CPG procurement is the process of sourcing, qualifying, and purchasing raw materials, ingredients, packaging, and co-packing services for consumer packaged goods brands. It includes supplier qualification, purchase order management, receiving, invoice reconciliation, and landed cost tracking.
What software do CPG brands use for procurement?
Most early-stage CPG brands manage procurement in spreadsheets or QuickBooks. Growth-stage brands typically graduate to dedicated CPG operations platforms that connect procurement to COGS tracking, inventory, and co-packer management — giving them real-time visibility into landed cost per unit.

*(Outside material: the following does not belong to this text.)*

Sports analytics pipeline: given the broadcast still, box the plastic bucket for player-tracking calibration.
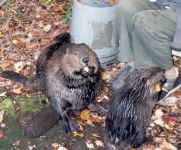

How do CPG brands track landed cost?
Landed cost is the total cost to get an ingredient or material to your facility — purchase price plus freight, duties, tariffs, and any broker fees. Most CPG brands track this in spreadsheets, which creates a lag between when costs change and when COGS is updated. Modern CPG platforms automate landed cost calculation and propagate changes instantly to every affected SKU.
What procurement challenges are unique to CPG brands?
CPG procurement is complicated by co-packer relationships (you don't control the facility), organic and certification requirements (ingredients must maintain chain of custody), lot traceability (FSMA 204 requires tracking ingredients to the lot level), and tariff exposure (many CPG ingredients are imported and subject to Section 301 tariffs).
What is the difference between procurement and purchasing in CPG?
Purchasing is transactional — issuing POs and paying invoices. Procurement is strategic — it includes supplier qualification, contract negotiation, risk management, and ensuring the right materials arrive at the right cost and quality. For CPG brands, the distinction matters because procurement decisions directly impact COGS and margin.